This is a constant problem with your benchmark. You’re always trying to cheat your way in the benchmark for PolkaVM. The recompiler has a bytecode throughput. If you tweak the LLVM inline to get a vastly different blob size, the recompile process will of course be vast different. We can also tweak our LLVM inline parameter (and in PVM2 it’s much much easier) and get smaller sizes.
If you tweaked inline to get half the blob size (which we can also do) and still 40% slower, that means we’re 3x faster than PolkaVM. But we won’t claim those premature data.
It’s interesting that several months ago you told us that your interpreter is “unoptimized”. And now you claim your recompiler is “not fully optimized”.
The “simplified model” you mentioned is also incorrect. The current implemented “simplified model” in PolkaVM is the “naive” gas metering, which is far from a production-grade spec. You’re welcome to adopt the single-pass pipeline simulation gas metering we developed for JAR Chain.
But this is missing the tree for the forest. If you actually read the top forum post, what our benchmark primarily shows is not about PolkaVM vs JAVM. It’s true of course that JAVM is 2x faster than PolkaVM, and this has been an established facts for over a month. In fact, PolkaVM is so slow that we aren’t even using it as a target any more. (I’m sure if you adopt the optimizations in our old code pre-PVM2-migration, you can catch up on the single-vm benchmarks, but you’ll never catch up on our large multi-vm benchmarks – we have a much more optimized capability-based architecture that it’s not possible for you to match unless you’re open to a full overhaul of the JAM design.)

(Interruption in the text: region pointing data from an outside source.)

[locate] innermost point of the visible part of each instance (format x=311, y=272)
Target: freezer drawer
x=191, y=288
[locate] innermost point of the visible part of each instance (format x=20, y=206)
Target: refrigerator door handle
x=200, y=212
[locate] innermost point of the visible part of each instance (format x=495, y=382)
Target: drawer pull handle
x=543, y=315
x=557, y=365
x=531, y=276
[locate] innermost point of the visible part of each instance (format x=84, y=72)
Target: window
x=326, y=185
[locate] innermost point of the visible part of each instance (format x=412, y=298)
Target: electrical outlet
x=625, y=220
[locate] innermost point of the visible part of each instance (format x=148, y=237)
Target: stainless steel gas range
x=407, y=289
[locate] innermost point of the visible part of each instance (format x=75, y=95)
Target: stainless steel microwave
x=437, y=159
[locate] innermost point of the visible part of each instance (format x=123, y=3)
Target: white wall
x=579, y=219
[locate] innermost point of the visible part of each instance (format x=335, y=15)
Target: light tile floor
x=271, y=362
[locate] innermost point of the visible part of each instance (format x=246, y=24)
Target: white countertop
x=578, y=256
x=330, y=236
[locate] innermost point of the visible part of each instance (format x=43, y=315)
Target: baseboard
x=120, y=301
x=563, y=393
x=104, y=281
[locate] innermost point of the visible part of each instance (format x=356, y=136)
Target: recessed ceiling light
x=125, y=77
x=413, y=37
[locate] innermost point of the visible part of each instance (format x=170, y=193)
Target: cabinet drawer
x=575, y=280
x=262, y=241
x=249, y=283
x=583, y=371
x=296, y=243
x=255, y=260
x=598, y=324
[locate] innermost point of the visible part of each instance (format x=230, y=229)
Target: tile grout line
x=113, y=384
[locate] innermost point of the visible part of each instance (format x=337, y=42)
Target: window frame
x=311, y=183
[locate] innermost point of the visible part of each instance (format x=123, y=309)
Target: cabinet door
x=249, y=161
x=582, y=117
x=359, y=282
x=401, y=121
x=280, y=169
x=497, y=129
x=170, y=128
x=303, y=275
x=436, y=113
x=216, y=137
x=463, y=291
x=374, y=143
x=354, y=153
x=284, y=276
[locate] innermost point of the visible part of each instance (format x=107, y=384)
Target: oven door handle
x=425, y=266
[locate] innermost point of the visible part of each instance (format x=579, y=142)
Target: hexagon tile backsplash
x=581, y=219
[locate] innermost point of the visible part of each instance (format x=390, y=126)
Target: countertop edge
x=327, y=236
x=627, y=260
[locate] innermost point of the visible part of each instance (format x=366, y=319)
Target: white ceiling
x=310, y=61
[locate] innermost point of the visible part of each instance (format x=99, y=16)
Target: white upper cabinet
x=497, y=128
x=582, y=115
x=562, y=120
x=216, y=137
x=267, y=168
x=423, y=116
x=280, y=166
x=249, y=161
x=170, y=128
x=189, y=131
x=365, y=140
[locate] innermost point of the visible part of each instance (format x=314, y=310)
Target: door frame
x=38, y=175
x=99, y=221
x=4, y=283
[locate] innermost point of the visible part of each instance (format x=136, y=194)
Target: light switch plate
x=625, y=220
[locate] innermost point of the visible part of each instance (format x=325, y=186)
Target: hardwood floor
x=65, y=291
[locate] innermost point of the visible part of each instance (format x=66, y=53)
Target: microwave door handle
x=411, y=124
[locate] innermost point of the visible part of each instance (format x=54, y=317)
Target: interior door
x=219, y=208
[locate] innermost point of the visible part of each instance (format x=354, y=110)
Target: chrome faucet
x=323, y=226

What we’re showing is, rather, the entire PVM ISA is unnecessary. If you read our benchmark data, we mainly compare in-house – our own JAVM (legacy PVM, but already 2x faster than PolkaVM) vs JAVM (PVM2). We get competitive results for JAVM (PVM2). There’s no significant benefits to the legacy PVM ISA. We can get comparable performance and binary size using mostly standard RISC-V ISA. There are enormous benefits following a standard instead of handroll things, and that’s the direction (PVM2) we’ll go with in JAR Chain.
This is honestly a trend we’ve been repeatedly seeing in Polkadot development. A lot of over-engineering without sufficient data to back it. Last year’s EVM debate was another example. Now in retrospect everyone will just look at the real-world data and laugh.